I have been at the Appledore Book Festival this afternoon and heard a speaker, Allan Mallinson, talking about his new book, Too Important For the Generals. Mallinson is a military man and, although I am not usually interested in war, I listened with great interest to his comments about WW1, especially the strategies that led to the Battle of the Somme, which he declared was not a futile battle at all, simply an unnecessary one. The whole thing seemed pretty futile to me, but perhaps I have been reading too much war poetry?

I am very ignorant about this period of history and, although I was dying to ask a couple of questions after the talk, I was too afraid of making an idiot of myself in front of an obviously very knowledgeable group of people. Lots of blokes asking excited questions about tanks rather shut us ladies up. I wonder if I could ask them here?

1. The question of Belgium neutrality intrigued me: apparently, at the beginning of the war, the Germans simply ignored this and swept through Belgium, completely fooling the French who expected an attack much further south. How could a country's neutrality be so ignored? Did this often happen? The Swiss, during WW2, must have been very afraid that Germany would ignore their neutrality? Did the British ever ignore a country's neutrality?

2. The Italians reneging on the treaty they had signed with Germany and the Austro-Hungarians - apparently they joined forces with the British and French, something which Mallinson described as a great diplomatic coup for us.
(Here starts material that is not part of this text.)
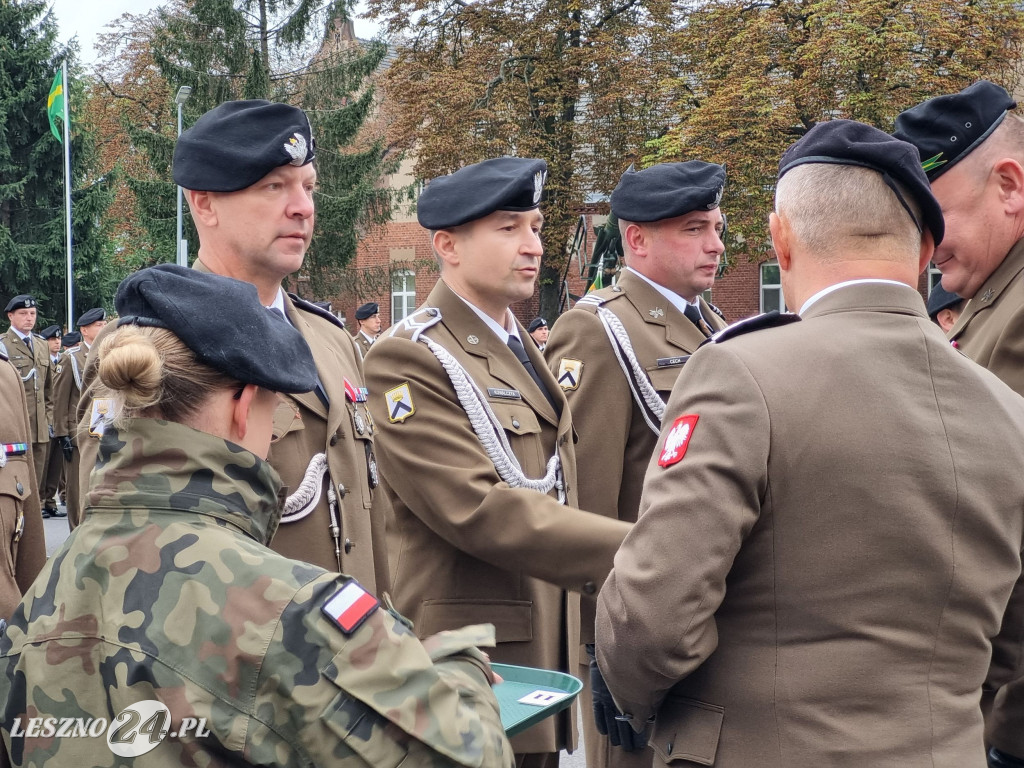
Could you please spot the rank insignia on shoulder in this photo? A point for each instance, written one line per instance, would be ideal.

How come the Germans ever trusted the Italians again?

3. The sinking of HMS Audacious. Was she really sunk by a mine off the coast of Ireland? How did the Germans get to lay mines in the sea there? Was it true a converted banana boat   Shocked was used by the Germans for this - and was there no reporting of the sinking until 1918?

Did not know where to put this post - did not seem appropriate to start a new thread. I hope putting it here is OK and that these are not idiotic questions!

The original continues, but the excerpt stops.